Be warned: this video will probably make you feel uncomfortable, even after you've stopped watching it. It might be hard to believe that someone could simulate the experience of a mental disorder in a six-minute online video, but schizophrenia inducing videos aim to do just that.
What is schizophrenia like? Schizophrenia videos answer the question in a direct, and surreal, way: by forcing people to experience what it's like living with the disorder. It causes viewers to become disoriented, anxious, and sometimes even paranoid. Imagine trying to go about your everyday life while a stranger constantly berates you from inside your own skull.
Schizophrenia is a condition to which people are genetically predisposed. Just 1% of people without family history are diagnosed with it; meanwhile, that rate jumps to 13% for those with at least one parent diagnosed with the disease. It's also often misunderstood, and these videos help people understand what it's like for individuals living with the disorder. If nothing else, they'll definitely inspire empathy.
Virtual Reality Gives Doctors Insight Into What Their Patients Are Experiencing
"A Day In The Life Of," the video included above, was created by pharmaceutical manufacturer Janssen. So was a software called Mindscape, and both are designed to give doctors a sense of what their patients with schizophrenia might be going through.
Mindscape is a completely immersive virtual reality experience. Users wear a headset, and are instructed to attend a job interview while they are bombarded with voices berating and distracting them. You experience first-hand what it's like to struggle to focus through the cacophony of voices in their ears in a real-world setting.

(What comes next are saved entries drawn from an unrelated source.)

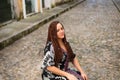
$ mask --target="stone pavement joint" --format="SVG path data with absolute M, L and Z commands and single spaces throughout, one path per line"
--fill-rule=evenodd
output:
M 0 50 L 85 0 L 75 0 L 0 28 Z M 60 8 L 58 8 L 60 7 Z M 53 11 L 52 11 L 53 10 Z M 48 11 L 48 13 L 46 13 Z M 39 16 L 38 16 L 39 15 Z M 38 16 L 38 17 L 37 17 Z M 44 16 L 44 17 L 43 17 Z
M 118 11 L 120 12 L 120 0 L 112 0 Z

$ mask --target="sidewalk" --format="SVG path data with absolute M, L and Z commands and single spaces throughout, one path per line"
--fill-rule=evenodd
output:
M 32 31 L 38 29 L 41 25 L 56 18 L 62 13 L 70 10 L 76 5 L 85 0 L 75 0 L 67 4 L 56 6 L 55 8 L 44 10 L 43 13 L 38 13 L 23 19 L 14 21 L 0 28 L 0 50 L 12 44 L 14 41 L 24 37 Z
M 117 7 L 118 11 L 120 12 L 120 0 L 112 0 L 115 6 Z

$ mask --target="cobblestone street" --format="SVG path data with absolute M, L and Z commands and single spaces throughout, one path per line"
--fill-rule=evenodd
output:
M 120 13 L 112 0 L 86 0 L 54 20 L 63 23 L 89 80 L 120 80 Z M 41 80 L 51 22 L 0 51 L 0 80 Z

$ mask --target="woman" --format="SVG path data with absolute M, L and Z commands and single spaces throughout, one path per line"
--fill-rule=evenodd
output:
M 88 80 L 59 21 L 54 21 L 49 26 L 44 55 L 41 67 L 43 80 Z M 72 62 L 78 71 L 69 69 L 69 62 Z

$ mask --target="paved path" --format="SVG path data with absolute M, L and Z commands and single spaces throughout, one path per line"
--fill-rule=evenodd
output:
M 120 80 L 120 13 L 112 0 L 86 0 L 54 20 L 89 80 Z M 0 51 L 0 80 L 40 80 L 50 22 Z

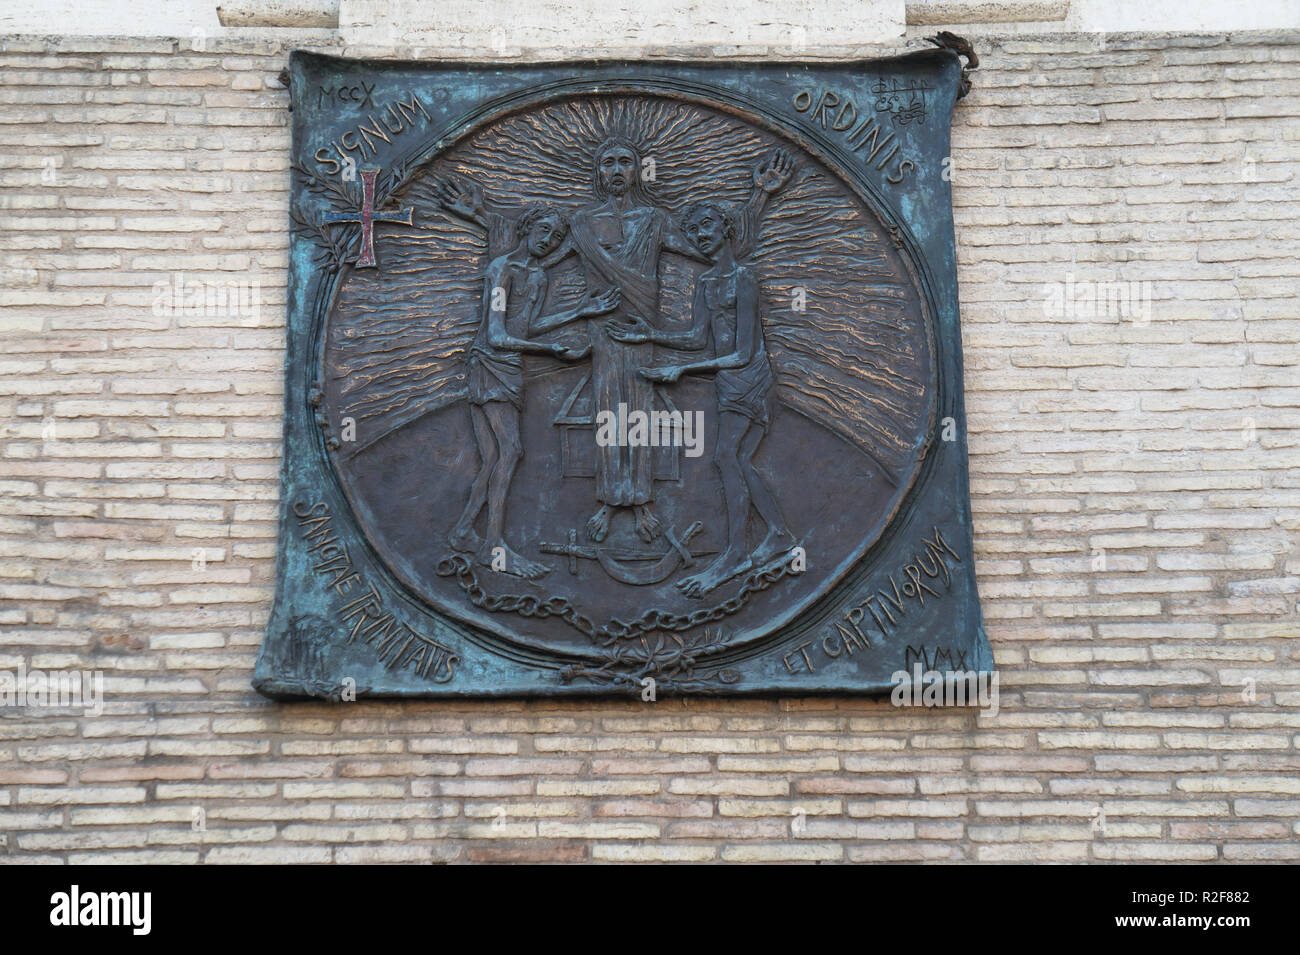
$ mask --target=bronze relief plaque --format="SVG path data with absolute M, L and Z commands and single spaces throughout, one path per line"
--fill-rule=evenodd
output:
M 257 687 L 873 693 L 990 668 L 954 40 L 834 66 L 294 54 Z

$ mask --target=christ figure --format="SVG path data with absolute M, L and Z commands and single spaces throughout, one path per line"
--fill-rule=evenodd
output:
M 615 136 L 601 143 L 593 157 L 594 201 L 570 217 L 568 236 L 542 263 L 550 267 L 576 254 L 589 295 L 613 289 L 620 293 L 619 304 L 611 311 L 608 322 L 589 323 L 592 398 L 597 415 L 608 411 L 630 417 L 632 412 L 640 411 L 649 416 L 654 388 L 639 369 L 652 362 L 653 346 L 620 340 L 614 333 L 620 327 L 658 325 L 662 253 L 708 261 L 650 196 L 641 179 L 642 166 L 641 152 L 630 140 Z M 777 150 L 754 170 L 753 191 L 736 222 L 737 244 L 743 245 L 757 233 L 758 217 L 768 197 L 785 185 L 793 169 L 789 156 Z M 494 236 L 505 233 L 506 220 L 486 208 L 476 185 L 453 178 L 440 188 L 443 204 L 479 223 L 488 234 L 489 246 Z M 647 445 L 597 444 L 597 508 L 586 524 L 587 536 L 592 540 L 605 539 L 615 508 L 632 509 L 637 534 L 643 540 L 653 541 L 659 536 L 662 526 L 651 506 L 652 450 Z

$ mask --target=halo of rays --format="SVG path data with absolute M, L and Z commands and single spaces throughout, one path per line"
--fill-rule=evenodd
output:
M 415 224 L 379 226 L 380 270 L 353 271 L 327 332 L 325 380 L 335 420 L 350 416 L 360 450 L 464 394 L 463 353 L 479 323 L 487 243 L 444 211 L 436 177 L 479 183 L 503 213 L 534 202 L 573 211 L 592 201 L 595 151 L 637 144 L 646 190 L 675 214 L 712 200 L 739 206 L 777 137 L 695 104 L 654 96 L 586 96 L 510 114 L 435 159 L 397 197 Z M 924 441 L 933 355 L 919 295 L 884 229 L 836 177 L 798 151 L 792 180 L 769 203 L 748 256 L 760 285 L 777 396 L 861 447 L 897 476 Z M 660 322 L 689 321 L 702 267 L 665 254 Z M 552 270 L 547 308 L 581 298 L 571 257 Z M 555 367 L 529 358 L 530 374 Z

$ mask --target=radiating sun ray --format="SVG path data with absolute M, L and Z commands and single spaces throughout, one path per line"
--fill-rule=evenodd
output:
M 573 211 L 594 201 L 593 157 L 614 135 L 638 145 L 653 173 L 646 191 L 670 214 L 704 199 L 743 204 L 754 167 L 782 145 L 705 107 L 625 95 L 552 103 L 472 134 L 404 188 L 399 199 L 414 206 L 415 225 L 379 227 L 381 269 L 354 271 L 339 290 L 325 349 L 336 420 L 354 418 L 373 439 L 463 396 L 461 363 L 479 322 L 487 243 L 440 207 L 435 177 L 473 179 L 506 214 L 533 202 Z M 820 164 L 797 151 L 795 158 L 798 170 L 766 209 L 749 257 L 777 394 L 898 474 L 923 441 L 927 418 L 933 355 L 918 294 L 860 200 Z M 699 271 L 661 260 L 661 324 L 689 319 Z M 579 275 L 571 264 L 552 271 L 553 304 L 583 294 Z

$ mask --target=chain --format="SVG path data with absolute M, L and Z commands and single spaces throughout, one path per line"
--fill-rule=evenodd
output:
M 517 613 L 522 617 L 559 617 L 565 623 L 590 637 L 597 645 L 608 647 L 620 640 L 630 640 L 649 633 L 662 631 L 690 630 L 701 624 L 712 623 L 729 617 L 742 609 L 749 598 L 760 591 L 767 590 L 781 578 L 790 573 L 788 561 L 768 564 L 745 577 L 740 590 L 729 600 L 714 607 L 704 607 L 691 613 L 669 613 L 666 610 L 647 610 L 635 620 L 611 619 L 601 627 L 596 627 L 588 617 L 578 613 L 577 608 L 563 597 L 541 598 L 531 594 L 503 594 L 494 596 L 483 589 L 478 575 L 469 558 L 463 554 L 452 554 L 438 561 L 436 568 L 439 577 L 455 577 L 460 588 L 476 607 L 493 613 Z
M 438 561 L 436 571 L 439 577 L 454 576 L 470 603 L 476 607 L 492 613 L 517 613 L 521 617 L 560 617 L 580 633 L 593 638 L 596 635 L 596 627 L 591 620 L 578 613 L 577 608 L 563 597 L 548 597 L 543 600 L 532 594 L 489 594 L 478 582 L 478 575 L 474 573 L 469 558 L 461 554 L 452 554 Z

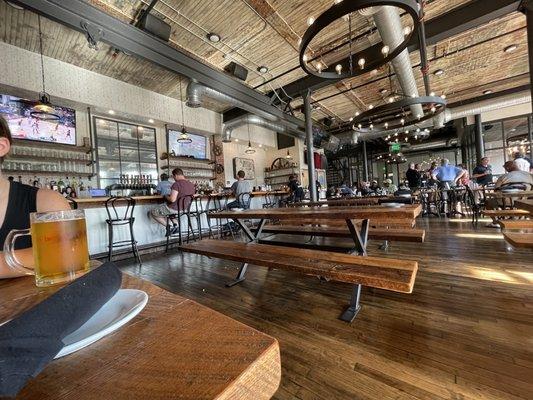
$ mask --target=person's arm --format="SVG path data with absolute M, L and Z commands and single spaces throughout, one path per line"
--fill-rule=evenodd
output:
M 170 191 L 170 194 L 167 194 L 167 195 L 165 196 L 166 201 L 169 202 L 169 203 L 171 203 L 171 204 L 172 204 L 172 203 L 175 203 L 176 200 L 178 200 L 178 193 L 179 193 L 179 192 L 178 192 L 176 189 L 172 189 L 172 190 Z
M 505 175 L 502 175 L 502 176 L 500 176 L 500 177 L 496 180 L 496 183 L 494 184 L 494 189 L 495 189 L 495 190 L 498 190 L 498 189 L 502 186 L 504 176 L 505 176 Z
M 37 192 L 37 211 L 65 211 L 70 210 L 69 202 L 59 193 L 49 189 L 39 189 Z M 3 249 L 0 249 L 3 250 Z M 15 256 L 22 264 L 28 268 L 33 268 L 33 249 L 15 250 Z M 9 268 L 6 264 L 4 252 L 0 251 L 0 279 L 2 278 L 16 278 L 23 276 L 24 273 Z
M 466 171 L 465 171 L 464 169 L 461 169 L 461 168 L 456 168 L 456 169 L 455 169 L 455 173 L 456 173 L 456 175 L 455 175 L 455 183 L 457 183 L 457 182 L 459 182 L 459 180 L 460 180 L 463 176 L 465 176 Z
M 476 172 L 476 171 L 478 171 L 478 172 Z M 472 178 L 481 178 L 483 176 L 487 176 L 488 174 L 489 174 L 488 172 L 479 172 L 479 169 L 476 167 L 472 171 Z
M 239 185 L 238 181 L 233 182 L 233 185 L 231 185 L 230 190 L 231 190 L 231 193 L 233 193 L 234 196 L 237 195 L 237 187 L 238 187 L 238 185 Z

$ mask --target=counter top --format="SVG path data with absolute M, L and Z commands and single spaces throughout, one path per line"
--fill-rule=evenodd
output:
M 288 192 L 276 190 L 272 192 L 252 192 L 252 196 L 265 196 L 267 194 L 270 195 L 285 195 L 288 194 Z M 210 195 L 198 195 L 200 197 L 215 197 L 223 195 L 223 193 L 214 193 Z M 76 198 L 73 199 L 78 204 L 94 204 L 94 203 L 105 203 L 109 197 L 91 197 L 91 198 Z M 153 196 L 132 196 L 132 199 L 135 201 L 163 201 L 163 196 L 159 195 L 153 195 Z

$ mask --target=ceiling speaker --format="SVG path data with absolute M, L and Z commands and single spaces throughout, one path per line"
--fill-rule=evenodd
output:
M 232 61 L 226 65 L 224 71 L 229 72 L 231 75 L 240 79 L 241 81 L 246 81 L 246 78 L 248 77 L 248 70 L 242 65 L 237 64 L 235 61 Z

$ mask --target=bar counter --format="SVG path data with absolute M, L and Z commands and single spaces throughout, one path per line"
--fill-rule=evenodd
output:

Auditory Tracks Can Mimic A Schizophrenic EpisodeVideo: YouTube
As an alternative to virtual reality, you can try audio tracks that mimic the experience of a psychotic episode due to schizophrenia. Play a video like this through your headphones, and then head to the train station, the corner store to buy a paper, or maybe even try to get some work done. Imagine if this was your reality every day, and you couldn't simply take out the earbuds and stop the track. And remember, this is only a small glimpse into one aspect of a complex disorder.
People With Schizophrenia Aren't Fooled By Optical Illusions
In the video, you'll see an empty mask spinning around. Notice that when the mask turns 180 degrees, it most likely looks convex to you, as if it's facing forwards again. That's how most people see it, because their brains naturally unite what they actually see with what they expect to see. Human faces protrude out, so naturally the mask must be protruding out.
However, people with schizophrenia nearly always see the mask as it actually appears: facing in. Researchers theorize this comes from an imbalance in their brains that impacts their ability to process visual cues.
Anderson Cooper Tried A Simulation
In this clip, Anderson Cooper listens to an audio track of voices through ear buds as he tries to perform would-be simple tasks, including answering questions, folding an origami boat, and buying a newspaper.
The voices escalate throughout the experiment, and Cooper admits he has to resist the urge to shout back at the voices. The usually composed on-air personality is clearly flustered and frustrated by the experiment, a pretty good indicator of how difficult living with schizophrenia must be.